Russia’s state-owned natural gas company Gazprom has seen its market value drop by nearly 90 percent over the past six years, and it has itself to blame. As the FT reports, Gazprom’s decision (twice) to turn off gas to Ukraine in recent winters has pushed Europe into seeking ways to blunt Putin’s energy weapon:
The cut-offs sparked efforts by EU authorities and member states to complete the creation of a European single market in energy, diversify sources of gas, and reduce reliance on Russia. Brussels became cautious towards new Russian pipelines. The shift intensified friction with Gazprom. It blamed Kiev for damaging its reputation in Europe and stepped up its efforts to build pipelines such as Nord Stream and South Stream to bypass Ukraine.
In response to Gazprom’s inconstant delivery to Ukraine, Europe has made progress on two important fronts in diversifying away from Russian supplies. First, countries are moving to beef up the infrastructure necessary to import liquified natural gas (LNG)—Lithuania is already importing the chilled hydrocarbon by way of a floating import terminal, while Croatia is moving ahead with plans to construct its own import facility off its Adriatic coast. With the U.S. now adding shale gas into the mix, the global LNG market is well-supplied these days, which has depressed prices to levels that make LNG imports increasingly attractive for Europe.
Secondly, Europe is investing in its gas pipeline infrastructure by constructing more so-called interconnectors that allow members to trade natural gas between one another. In this way, countries can effectively counter Gazprom’s divide and conquer strategy by reselling gas purchased from Russia. Europe has already made plenty of progress in building out this reverse flow capability over the past few years, but as Reuters reports, it intends to invest even more towards that goal:
EU member states on Tuesday endorsed a plan to invest more than 200 million euros ($217 million) in cross-border energy infrastructure projects designed to help curb dependence on Russian gas.

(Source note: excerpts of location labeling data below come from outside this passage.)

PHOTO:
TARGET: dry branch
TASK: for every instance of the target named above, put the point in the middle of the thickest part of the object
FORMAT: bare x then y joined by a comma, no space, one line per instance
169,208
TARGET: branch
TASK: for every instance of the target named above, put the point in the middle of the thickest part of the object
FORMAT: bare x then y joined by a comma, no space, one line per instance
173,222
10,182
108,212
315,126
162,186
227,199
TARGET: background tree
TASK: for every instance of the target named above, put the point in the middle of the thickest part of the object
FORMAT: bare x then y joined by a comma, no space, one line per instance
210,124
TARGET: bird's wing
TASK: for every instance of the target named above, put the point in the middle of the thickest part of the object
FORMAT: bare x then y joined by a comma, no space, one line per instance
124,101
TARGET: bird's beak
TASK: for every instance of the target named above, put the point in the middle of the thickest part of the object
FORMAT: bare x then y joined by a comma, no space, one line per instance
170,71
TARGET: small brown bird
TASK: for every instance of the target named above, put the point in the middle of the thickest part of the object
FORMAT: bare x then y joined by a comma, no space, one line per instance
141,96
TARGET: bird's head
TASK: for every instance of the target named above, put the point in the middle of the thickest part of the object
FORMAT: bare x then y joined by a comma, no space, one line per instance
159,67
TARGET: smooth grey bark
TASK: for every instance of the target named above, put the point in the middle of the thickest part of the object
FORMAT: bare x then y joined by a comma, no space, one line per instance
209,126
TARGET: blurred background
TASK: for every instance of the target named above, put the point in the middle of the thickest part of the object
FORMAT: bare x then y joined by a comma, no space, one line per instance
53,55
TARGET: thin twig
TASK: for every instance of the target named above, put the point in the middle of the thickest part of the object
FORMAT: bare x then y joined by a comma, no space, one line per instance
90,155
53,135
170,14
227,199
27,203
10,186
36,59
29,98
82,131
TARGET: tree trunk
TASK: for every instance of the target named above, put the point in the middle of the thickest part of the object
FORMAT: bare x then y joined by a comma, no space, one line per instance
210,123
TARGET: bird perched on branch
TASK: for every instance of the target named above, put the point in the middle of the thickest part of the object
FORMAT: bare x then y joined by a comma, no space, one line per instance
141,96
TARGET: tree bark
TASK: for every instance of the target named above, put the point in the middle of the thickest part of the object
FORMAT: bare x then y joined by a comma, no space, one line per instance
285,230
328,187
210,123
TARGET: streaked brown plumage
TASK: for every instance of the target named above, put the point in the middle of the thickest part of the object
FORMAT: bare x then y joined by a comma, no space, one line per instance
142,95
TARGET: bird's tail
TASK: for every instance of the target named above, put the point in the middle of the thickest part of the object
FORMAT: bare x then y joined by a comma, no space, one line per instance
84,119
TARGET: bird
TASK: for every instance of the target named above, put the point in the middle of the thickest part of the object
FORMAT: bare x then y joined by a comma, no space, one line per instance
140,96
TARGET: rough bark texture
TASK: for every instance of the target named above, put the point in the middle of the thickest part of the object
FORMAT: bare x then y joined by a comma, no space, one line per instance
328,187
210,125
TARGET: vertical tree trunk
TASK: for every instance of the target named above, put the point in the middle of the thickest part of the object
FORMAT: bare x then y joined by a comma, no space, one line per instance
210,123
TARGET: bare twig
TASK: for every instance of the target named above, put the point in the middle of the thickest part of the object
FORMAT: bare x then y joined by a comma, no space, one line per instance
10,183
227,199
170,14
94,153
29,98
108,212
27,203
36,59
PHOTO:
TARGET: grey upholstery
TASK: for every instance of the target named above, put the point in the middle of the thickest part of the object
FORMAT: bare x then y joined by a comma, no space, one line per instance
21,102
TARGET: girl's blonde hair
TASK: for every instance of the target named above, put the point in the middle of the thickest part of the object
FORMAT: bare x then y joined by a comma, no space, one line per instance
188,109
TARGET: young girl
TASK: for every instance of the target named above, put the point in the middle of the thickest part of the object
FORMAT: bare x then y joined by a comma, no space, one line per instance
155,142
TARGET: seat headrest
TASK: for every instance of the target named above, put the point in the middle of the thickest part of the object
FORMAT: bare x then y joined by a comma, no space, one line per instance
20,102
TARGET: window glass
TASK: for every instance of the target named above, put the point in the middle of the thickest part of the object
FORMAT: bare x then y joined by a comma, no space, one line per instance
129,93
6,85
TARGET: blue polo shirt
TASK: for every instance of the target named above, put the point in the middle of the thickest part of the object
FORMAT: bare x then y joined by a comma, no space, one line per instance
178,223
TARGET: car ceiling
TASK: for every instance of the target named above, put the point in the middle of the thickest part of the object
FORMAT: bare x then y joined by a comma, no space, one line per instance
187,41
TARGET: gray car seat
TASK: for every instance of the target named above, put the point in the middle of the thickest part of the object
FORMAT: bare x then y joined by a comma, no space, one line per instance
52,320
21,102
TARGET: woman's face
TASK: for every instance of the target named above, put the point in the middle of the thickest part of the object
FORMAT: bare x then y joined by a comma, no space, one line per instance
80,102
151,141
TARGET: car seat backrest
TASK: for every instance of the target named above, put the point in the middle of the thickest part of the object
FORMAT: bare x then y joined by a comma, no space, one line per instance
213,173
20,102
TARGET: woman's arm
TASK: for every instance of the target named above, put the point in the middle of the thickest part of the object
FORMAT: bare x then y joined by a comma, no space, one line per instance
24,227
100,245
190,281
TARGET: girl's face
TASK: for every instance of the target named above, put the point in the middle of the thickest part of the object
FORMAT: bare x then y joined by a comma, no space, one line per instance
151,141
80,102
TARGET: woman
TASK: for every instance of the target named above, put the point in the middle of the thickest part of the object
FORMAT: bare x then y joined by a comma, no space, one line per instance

The European Commission is seeking to improve power and gas connections across the European Union’s 28 member states to allow better distribution of available supplies as part of a single energy market.
Ukraine went from importing more than 40 billion cubic meters (bcm) of natural gas from Gazprom in 2011 to just over 6bcm last year, and though a certain portion of that decline can be attributed to the general economic malaise gripping the war-torn country (Ukrainian GDP has shrunk nearly 20 percent since 2013), Leonid Bershidsky notes that the “semi-official state of war” between Ukraine and Russia is the key driver there. But if that’s the “why,” the “how” of that change comes courtesy of reverse flows, as Kiev started importing natural gas that Slovakia purchased from Gazprom.
Europe’s gain is Russia’s loss, and it couldn’t come at a worse time for Moscow. Low oil prices are already pushing the ruble to record lows as the petrostate struggles to cope with lost revenues, but the bearish crude market is also hurting Gazprom. Most of Gazprom’s contracts with its European customers are tied to oil prices, which was a frequent point of contention when crude was trading above $100 per barrel. Now, with Europe’s Brent crude benchmark hitting 12 year lows (today trading below $28), that linkage is working decidedly in Gazprom’s customers’ favor, and wreaking havoc on the state-owned company’s bottom line. According to Bloomberg, Gazprom’s European prices “will probably slump 37 percent this quarter to levels not seen since 2005 because of the rout in oil.”
Every oil producer—from U.S. shale firms to OPEC’s petrostates—is reeling from today’s plunging prices, but Russia looks to be the biggest loser of them all.